Por Antônio Augusto de Queiroz* - 31/10/07

No momento em que o Governo Federal dispõe de folga de caixa e, portanto, não tem a menor necessidade de promover ajuste sobre os servidores públicos, contraditoriamente coincide com as maiores ameaças aos direitos do funcionalismo nos últimos anos.

As ameaças vão desde o PLP 248/98, que permite a dispensa por insuficiência de desempenho, o PLP 1/07, que restringe os gastos com pessoal, o PLP 92/07, que autoriza a criação de fundações estatais para contratação de servidores pela CLT, passam pelo PL 1.992/07, que institui a previdência complementar do servidor, pelo PL 4.497/01, que dispõe sobre o direito de greve e a recente decisão do Supremo Tribunal Federal (STF) sobre esta matéria, até a PEC 12/06, do Senado, que trata dos Precatórios.

Cada uma dessas proposições embute algum tipo de ameaça a direito consolidado dos servidores. O PLP 248, que permite a dispensa do servidor por insuficiência de desempenho, se aprovado, abre caminho para a perseguição pelas chefias aos servidores, inclusive das carreiras exclusivas de Estado.

O PLP 1/07, que restringe o gasto com pessoal, na prática congela o percentual atualmente destinado à despesa com servidores públicos, algo em torno de 30% da receita liquida corrente, quando poderia gastar até 50%, conforme a Lei de Responsabilidade Fiscal. Segundo o texto, a expansão da despesa, que inclui a contratação de novos servidores, ficará limitada à reposição da inflação e mais 1,5% , que não acompanha nem o crescimento vegetativo da folha.

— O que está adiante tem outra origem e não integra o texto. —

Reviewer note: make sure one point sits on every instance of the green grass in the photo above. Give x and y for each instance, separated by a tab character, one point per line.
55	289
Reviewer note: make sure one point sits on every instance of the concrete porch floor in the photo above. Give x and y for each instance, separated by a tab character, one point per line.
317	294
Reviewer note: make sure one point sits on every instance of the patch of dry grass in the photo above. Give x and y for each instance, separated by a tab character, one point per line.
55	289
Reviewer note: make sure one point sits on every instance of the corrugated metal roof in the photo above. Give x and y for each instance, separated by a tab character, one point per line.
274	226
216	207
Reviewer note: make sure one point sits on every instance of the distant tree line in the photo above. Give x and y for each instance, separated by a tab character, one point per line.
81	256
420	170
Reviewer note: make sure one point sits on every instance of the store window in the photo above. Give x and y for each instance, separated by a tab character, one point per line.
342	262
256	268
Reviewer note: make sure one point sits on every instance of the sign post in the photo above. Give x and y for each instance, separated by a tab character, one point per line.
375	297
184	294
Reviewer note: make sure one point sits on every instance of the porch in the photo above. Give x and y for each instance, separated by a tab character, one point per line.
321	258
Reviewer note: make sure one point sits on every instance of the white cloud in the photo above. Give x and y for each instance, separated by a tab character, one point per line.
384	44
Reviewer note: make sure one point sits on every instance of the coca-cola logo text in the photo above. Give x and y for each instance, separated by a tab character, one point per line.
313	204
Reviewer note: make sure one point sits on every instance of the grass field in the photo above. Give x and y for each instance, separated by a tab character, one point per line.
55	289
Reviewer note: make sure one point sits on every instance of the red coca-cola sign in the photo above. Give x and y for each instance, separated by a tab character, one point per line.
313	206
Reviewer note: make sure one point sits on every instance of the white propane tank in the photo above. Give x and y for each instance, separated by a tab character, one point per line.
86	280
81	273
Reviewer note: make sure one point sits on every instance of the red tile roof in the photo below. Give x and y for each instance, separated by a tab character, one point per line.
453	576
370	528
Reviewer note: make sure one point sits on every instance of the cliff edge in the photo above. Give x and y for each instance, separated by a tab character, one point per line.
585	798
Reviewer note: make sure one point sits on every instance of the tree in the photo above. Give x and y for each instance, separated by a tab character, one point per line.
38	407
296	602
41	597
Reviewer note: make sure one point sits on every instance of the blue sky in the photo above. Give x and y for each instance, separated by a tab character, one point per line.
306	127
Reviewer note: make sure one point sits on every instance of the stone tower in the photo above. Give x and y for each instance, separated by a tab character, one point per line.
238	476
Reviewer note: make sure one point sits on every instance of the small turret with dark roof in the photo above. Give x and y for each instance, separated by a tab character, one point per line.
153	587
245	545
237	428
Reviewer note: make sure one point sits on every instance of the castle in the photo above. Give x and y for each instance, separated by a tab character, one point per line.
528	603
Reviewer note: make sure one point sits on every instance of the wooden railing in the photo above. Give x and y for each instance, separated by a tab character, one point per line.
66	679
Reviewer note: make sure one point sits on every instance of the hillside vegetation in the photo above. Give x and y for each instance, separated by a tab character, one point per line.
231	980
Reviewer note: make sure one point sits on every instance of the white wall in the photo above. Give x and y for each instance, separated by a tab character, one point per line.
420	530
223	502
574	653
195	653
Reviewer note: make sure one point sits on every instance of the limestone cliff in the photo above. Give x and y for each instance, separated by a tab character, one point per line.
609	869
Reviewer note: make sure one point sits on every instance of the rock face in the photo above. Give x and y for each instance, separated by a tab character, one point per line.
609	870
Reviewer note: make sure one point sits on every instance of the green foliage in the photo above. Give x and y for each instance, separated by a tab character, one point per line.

O PLP 92/07 autoriza a criação de fundações públicas ou privadas, com a contratação de pessoal pela CLT, para prestar serviços públicos nas áreas de saúde, educação, meio ambiente, previdência complementar, ciência e tecnologia, entre outros, rompendo, assim, com o Regime Jurídico Único (RJU).

O PL 1.992/07, por sua vez, institui a previdência complementar no serviço público, eliminando, para os futuros servidores, o direito à paridade e à integralidade, dois atrativos importantes no recrutamento de quadros qualificados para a Administração Pública, além dos riscos inerentes à aplicação financeira dos recursos destinados a complementar aposentadoria desses servidores.

O substitutivo ao PL 4.497/01, sobre direito de greve, combinado com a decisão recente do Supremo sobre a matéria, coloca em xeque esse direito para os servidores em geral e para as carreiras exclusivas de Estado, em particular. A regulamentação restritiva do direito de greve, sem a garantia de negociação coletiva, penaliza duplamente o servidor.

A PEC 12/06 institucionaliza o calote no pagamento de precatório, além de retirar o caráter alimentar dos precatórios dos servidores. A proposta de emenda à  Constituição limita os recursos orçamentários destinados a honrar dívida da Fazenda Pública e instituir os leilões para a venda de precatório por menos da metade do valor de face.

A julgar pela investida sobre os direitos dos servidores, os desafios das lideranças sindicais do serviço público serão enormes.

(*) Antônio Augusto de Queiroz é jornalista, analista político, Diretor de Documentação do Diap e assessor parlamentar da Fenajufe.